The committee’s findings highlighted that inadequate access to public toilets disproportionately affects people with disability, people who experience incontinence, people who menstruate, LGBTQIA+ communities, people experiencing homelessness, First Nations people, and those living in rural and remote areas.

Speaking to the committee as part of the inquiry last year, Elster, a volunteer with the Trans Justice Project, shared her distressing experiences of attempting to use public toilets as a trans person.

“Growing up as a trans kid in regional Australia, I was denied access to basic human decency in the form of not being allowed to use bathrooms,” she said. “If I were to use a men’s bathroom, I risked violence, harassment, threats and being followed and jeered at, amongst other things.
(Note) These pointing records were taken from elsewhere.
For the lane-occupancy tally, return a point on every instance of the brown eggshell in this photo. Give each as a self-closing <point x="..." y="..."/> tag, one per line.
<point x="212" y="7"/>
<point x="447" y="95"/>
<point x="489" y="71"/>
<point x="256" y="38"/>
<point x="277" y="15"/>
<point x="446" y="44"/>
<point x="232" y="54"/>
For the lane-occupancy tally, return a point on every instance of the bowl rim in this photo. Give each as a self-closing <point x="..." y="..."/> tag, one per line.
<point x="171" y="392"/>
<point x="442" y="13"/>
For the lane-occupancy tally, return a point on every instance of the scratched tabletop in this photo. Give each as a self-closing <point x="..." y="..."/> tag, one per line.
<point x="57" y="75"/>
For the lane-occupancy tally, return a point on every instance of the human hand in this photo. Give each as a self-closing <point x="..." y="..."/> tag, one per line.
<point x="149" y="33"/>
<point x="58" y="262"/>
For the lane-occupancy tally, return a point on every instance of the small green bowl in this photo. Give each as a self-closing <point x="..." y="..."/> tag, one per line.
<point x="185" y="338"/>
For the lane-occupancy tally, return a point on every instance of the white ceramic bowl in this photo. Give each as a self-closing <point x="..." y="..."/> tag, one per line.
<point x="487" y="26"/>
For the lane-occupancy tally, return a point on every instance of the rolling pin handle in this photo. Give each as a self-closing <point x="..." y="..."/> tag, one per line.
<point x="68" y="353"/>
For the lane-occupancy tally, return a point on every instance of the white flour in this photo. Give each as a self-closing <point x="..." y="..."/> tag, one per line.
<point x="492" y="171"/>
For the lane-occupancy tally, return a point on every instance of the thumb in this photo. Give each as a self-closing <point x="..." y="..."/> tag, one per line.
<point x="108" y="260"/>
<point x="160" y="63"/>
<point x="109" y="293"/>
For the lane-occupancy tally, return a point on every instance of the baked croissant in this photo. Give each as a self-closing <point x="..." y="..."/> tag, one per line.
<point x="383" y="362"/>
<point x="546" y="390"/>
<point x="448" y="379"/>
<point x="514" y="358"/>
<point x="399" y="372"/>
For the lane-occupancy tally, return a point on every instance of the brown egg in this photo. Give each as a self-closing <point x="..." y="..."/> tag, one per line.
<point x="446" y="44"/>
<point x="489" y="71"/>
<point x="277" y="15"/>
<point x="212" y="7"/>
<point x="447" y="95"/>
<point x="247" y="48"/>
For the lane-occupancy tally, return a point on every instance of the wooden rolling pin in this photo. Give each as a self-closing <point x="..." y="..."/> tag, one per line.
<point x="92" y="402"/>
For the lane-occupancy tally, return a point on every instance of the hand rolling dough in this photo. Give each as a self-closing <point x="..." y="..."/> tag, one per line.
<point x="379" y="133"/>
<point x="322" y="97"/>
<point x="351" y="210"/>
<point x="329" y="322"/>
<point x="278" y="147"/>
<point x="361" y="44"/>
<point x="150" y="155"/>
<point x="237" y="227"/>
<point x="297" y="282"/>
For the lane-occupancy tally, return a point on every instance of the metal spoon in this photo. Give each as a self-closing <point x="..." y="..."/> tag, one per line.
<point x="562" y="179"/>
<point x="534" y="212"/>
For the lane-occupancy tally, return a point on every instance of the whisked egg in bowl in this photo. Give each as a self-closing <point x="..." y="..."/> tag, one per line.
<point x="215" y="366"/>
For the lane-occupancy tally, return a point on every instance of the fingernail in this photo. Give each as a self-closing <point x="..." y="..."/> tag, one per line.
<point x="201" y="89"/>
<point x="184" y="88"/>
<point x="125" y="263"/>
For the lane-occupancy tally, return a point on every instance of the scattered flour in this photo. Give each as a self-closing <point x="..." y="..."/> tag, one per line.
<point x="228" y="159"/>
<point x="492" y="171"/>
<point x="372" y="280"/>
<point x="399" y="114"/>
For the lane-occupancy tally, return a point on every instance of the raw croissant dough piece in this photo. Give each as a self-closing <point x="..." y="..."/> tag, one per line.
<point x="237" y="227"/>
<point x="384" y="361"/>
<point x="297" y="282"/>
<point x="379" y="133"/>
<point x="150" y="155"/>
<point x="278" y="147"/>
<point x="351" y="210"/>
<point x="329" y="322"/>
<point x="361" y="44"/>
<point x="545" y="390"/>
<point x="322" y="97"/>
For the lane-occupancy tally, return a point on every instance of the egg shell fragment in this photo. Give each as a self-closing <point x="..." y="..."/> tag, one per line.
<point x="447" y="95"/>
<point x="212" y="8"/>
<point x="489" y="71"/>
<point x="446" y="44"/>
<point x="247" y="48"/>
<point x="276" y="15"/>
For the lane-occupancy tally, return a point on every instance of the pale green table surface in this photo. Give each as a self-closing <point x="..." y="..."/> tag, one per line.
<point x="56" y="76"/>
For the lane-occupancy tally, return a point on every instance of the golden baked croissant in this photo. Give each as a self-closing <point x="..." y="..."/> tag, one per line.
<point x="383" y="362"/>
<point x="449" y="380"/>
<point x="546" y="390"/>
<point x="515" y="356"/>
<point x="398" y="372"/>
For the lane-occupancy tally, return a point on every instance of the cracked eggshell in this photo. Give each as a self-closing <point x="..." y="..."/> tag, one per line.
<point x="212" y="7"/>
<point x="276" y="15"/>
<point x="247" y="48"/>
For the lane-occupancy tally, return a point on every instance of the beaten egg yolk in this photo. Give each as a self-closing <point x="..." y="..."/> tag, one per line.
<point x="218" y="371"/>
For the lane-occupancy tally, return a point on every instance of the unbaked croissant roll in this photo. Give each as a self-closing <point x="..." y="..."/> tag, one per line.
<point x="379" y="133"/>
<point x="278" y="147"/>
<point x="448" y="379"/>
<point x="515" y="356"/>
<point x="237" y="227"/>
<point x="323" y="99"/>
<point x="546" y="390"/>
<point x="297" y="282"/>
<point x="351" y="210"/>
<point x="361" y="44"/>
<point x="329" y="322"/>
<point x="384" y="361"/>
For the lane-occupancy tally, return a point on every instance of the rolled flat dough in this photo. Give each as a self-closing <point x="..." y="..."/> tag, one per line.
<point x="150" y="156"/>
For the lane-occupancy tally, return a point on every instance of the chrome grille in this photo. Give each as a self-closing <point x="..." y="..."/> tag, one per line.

Whilst women’s bathrooms were slightly kinder to me, I still faced much the same experience.”

These stories echo findings from previous reports examining the experiences of trans and gender diverse people in Australia, with the Australian Human Rights Commission’s 2016 report into university sexual violence finding they were more likely to have been sexually harassed in a university setting than women and men.

The Government has until May 1 to accept or reject the changes to the National Construction Code.